Time Series as Language: A Universal Tokenizer for General-Purpose Time Series Foundation Models
Researchers introduce UniTok, a universal tokenizer that converts continuous time series data into discrete tokens, enabling UniTok-FM—a foundation model pretrained via next-token prediction. This unified approach supports forecasting, generation, and classification tasks without task-specific modifications, achieving competitive performance with specialized models while enabling zero-shot and few-shot inference capabilities.
UniTok addresses a fundamental challenge in applying large language model architectures to time series data: how to discretize unbounded continuous signals while preserving temporal structure and patterns. The tokenizer uses vector quantization with prefix normalization and progressive-resolution causal architecture, allowing standard LLM training objectives to work on sequential time data. This represents a meaningful convergence between two previously separate domains.
The significance lies in democratizing time series AI. Prior work required task-specific foundation models for forecasting, generation, or classification—each with distinct architectures and training procedures. UniTok-FM eliminates this fragmentation by performing next-token prediction on context windows containing multiple related time series, capturing shared dynamics rather than isolated patterns. This contextual pretraining approach mirrors successful LLM strategies but applies them to temporal data across domains.

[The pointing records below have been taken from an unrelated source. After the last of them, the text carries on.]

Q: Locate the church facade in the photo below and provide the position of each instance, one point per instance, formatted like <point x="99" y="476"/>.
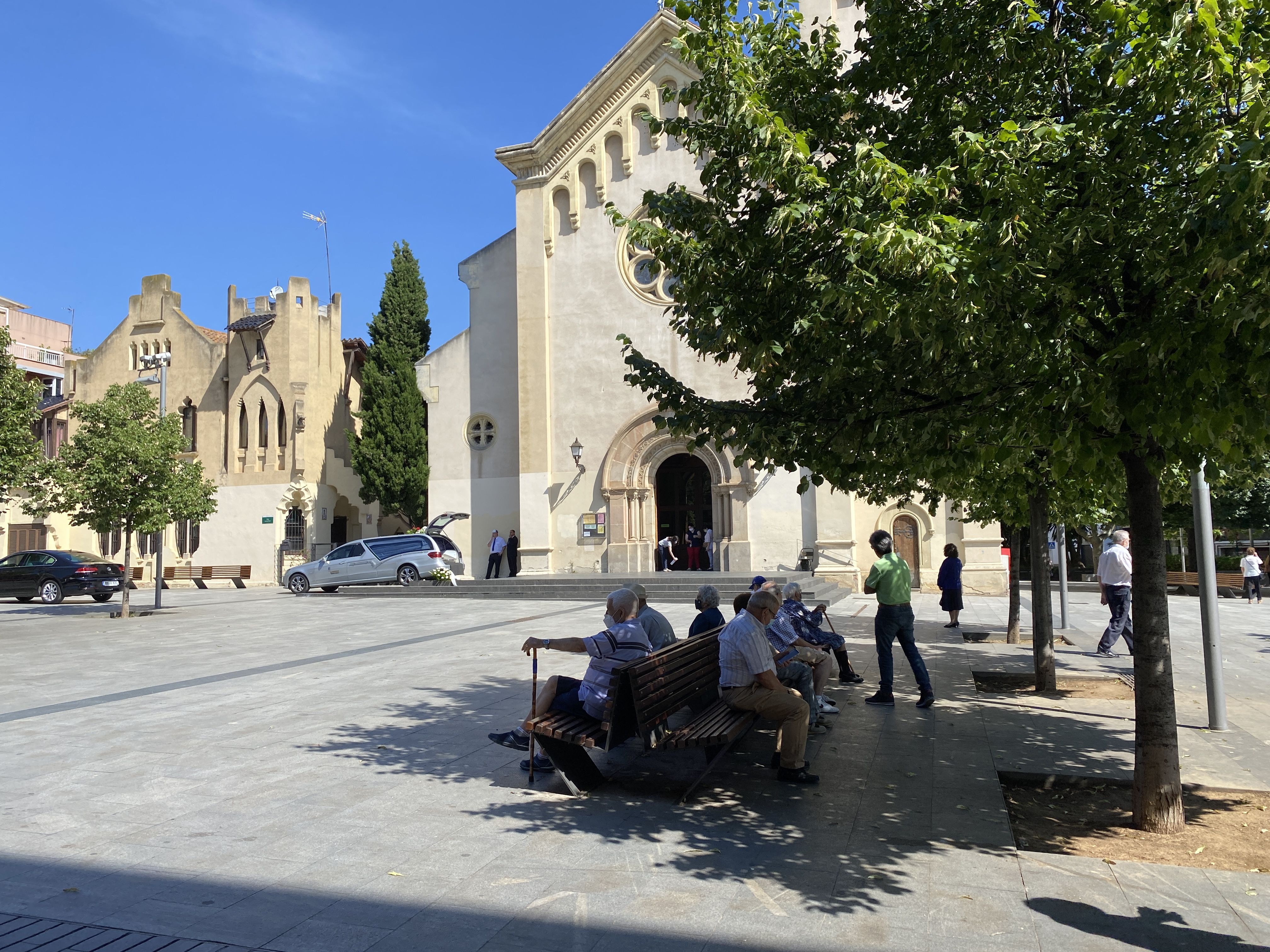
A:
<point x="531" y="426"/>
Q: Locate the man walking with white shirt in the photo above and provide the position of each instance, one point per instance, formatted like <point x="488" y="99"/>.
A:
<point x="1116" y="578"/>
<point x="497" y="544"/>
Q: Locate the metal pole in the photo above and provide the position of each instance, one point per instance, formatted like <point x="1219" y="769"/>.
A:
<point x="163" y="532"/>
<point x="1062" y="575"/>
<point x="1212" y="626"/>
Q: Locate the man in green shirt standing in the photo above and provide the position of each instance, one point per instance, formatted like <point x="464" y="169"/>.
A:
<point x="893" y="582"/>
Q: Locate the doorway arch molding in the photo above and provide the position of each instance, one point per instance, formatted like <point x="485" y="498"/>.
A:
<point x="629" y="485"/>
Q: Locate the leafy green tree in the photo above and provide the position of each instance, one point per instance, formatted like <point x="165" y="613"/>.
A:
<point x="392" y="452"/>
<point x="123" y="469"/>
<point x="402" y="323"/>
<point x="20" y="450"/>
<point x="1011" y="238"/>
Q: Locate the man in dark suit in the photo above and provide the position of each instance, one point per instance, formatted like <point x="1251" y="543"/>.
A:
<point x="513" y="554"/>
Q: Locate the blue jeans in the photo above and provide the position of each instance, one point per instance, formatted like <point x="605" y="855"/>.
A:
<point x="1121" y="602"/>
<point x="890" y="624"/>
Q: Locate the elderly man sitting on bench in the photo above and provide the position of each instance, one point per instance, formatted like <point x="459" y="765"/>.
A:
<point x="747" y="676"/>
<point x="806" y="624"/>
<point x="621" y="643"/>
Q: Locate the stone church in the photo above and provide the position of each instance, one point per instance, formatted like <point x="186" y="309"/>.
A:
<point x="531" y="426"/>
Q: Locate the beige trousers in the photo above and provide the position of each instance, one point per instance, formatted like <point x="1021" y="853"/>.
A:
<point x="787" y="707"/>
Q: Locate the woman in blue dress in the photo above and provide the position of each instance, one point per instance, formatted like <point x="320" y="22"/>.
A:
<point x="950" y="586"/>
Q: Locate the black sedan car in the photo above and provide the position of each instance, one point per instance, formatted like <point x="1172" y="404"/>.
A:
<point x="50" y="575"/>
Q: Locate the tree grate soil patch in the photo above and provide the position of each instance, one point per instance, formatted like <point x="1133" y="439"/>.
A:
<point x="1225" y="829"/>
<point x="1094" y="688"/>
<point x="999" y="638"/>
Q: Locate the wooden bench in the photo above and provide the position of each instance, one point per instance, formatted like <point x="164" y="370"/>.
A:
<point x="647" y="694"/>
<point x="238" y="574"/>
<point x="1228" y="584"/>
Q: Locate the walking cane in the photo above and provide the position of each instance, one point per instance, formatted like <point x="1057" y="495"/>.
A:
<point x="534" y="710"/>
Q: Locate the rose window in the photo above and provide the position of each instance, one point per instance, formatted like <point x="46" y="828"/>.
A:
<point x="481" y="432"/>
<point x="642" y="272"/>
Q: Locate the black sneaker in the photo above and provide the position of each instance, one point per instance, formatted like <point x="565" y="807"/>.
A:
<point x="797" y="776"/>
<point x="776" y="761"/>
<point x="512" y="740"/>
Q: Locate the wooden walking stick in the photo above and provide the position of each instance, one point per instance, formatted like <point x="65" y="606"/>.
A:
<point x="534" y="710"/>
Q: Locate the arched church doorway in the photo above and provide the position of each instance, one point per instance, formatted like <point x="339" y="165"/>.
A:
<point x="683" y="501"/>
<point x="905" y="532"/>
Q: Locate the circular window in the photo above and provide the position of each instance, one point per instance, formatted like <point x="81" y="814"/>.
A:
<point x="639" y="269"/>
<point x="481" y="432"/>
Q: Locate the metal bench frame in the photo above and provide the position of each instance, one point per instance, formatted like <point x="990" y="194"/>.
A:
<point x="648" y="692"/>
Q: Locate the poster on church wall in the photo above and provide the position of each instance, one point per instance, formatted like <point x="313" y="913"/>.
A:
<point x="592" y="526"/>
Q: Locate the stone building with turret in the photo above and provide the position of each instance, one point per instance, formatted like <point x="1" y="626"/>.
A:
<point x="265" y="400"/>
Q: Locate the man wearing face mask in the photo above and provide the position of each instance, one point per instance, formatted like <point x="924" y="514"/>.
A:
<point x="892" y="581"/>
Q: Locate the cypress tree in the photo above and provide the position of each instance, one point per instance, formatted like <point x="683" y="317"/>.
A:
<point x="392" y="454"/>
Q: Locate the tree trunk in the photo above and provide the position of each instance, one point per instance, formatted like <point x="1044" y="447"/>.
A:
<point x="1016" y="549"/>
<point x="128" y="573"/>
<point x="1043" y="612"/>
<point x="1158" y="786"/>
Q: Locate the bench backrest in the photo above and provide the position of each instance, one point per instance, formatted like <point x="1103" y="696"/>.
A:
<point x="1234" y="581"/>
<point x="208" y="572"/>
<point x="666" y="682"/>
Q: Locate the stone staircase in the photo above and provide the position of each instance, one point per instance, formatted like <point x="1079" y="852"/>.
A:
<point x="662" y="588"/>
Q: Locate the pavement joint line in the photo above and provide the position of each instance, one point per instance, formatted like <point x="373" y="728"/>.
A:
<point x="268" y="668"/>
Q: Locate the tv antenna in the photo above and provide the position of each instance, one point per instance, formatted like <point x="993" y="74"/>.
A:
<point x="322" y="220"/>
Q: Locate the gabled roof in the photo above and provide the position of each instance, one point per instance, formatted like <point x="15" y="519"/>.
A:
<point x="592" y="106"/>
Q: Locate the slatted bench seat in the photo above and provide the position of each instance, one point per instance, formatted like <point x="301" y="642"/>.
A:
<point x="648" y="694"/>
<point x="1228" y="584"/>
<point x="238" y="574"/>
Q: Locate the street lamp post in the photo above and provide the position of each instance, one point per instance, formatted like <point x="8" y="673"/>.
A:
<point x="161" y="362"/>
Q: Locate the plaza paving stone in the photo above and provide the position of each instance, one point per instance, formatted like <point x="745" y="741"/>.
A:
<point x="248" y="770"/>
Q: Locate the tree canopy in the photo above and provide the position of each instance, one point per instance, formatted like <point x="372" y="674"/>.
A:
<point x="20" y="450"/>
<point x="1008" y="251"/>
<point x="392" y="452"/>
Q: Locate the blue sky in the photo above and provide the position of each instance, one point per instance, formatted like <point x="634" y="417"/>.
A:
<point x="187" y="138"/>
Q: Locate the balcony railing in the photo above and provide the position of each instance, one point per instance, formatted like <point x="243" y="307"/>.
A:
<point x="40" y="354"/>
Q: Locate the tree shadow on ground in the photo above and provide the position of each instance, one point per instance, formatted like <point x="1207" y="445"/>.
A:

For practitioners and enterprises, this enables practical deployment advantages: zero-shot forecasting reduces labeling requirements, in-context learning allows adaptation without retraining, and unified models lower infrastructure complexity. The approach achieves competitive performance with specialized baselines while maintaining generality—a challenging balance typically resolved through task-specific engineering.
The implications extend beyond pure performance metrics. As time series applications proliferate across finance, IoT, energy, and healthcare, standardized foundation models reduce barriers to implementation. The method's architecture-agnostic design means improvements in LLM efficiency directly benefit time series applications. Future work likely involves scaling these models and exploring multimodal inputs combining time series with textual or event-based data.
- →UniTok converts continuous time series into discrete tokens using vector quantization with scale-stabilization techniques, enabling standard LLM training approaches.
- →A single foundation model handles forecasting, generation, and classification tasks without task-specific modifications, reducing development complexity.
- →The model supports zero-shot and few-shot inference through in-context learning, eliminating the need for fine-tuning on new time series datasets.
- →Pretraining on context windows of related series captures shared temporal dynamics, outperforming isolated series training strategies.
- →Unified architecture achieves competitive performance with specialized foundation models while maintaining generality across multiple downstream tasks.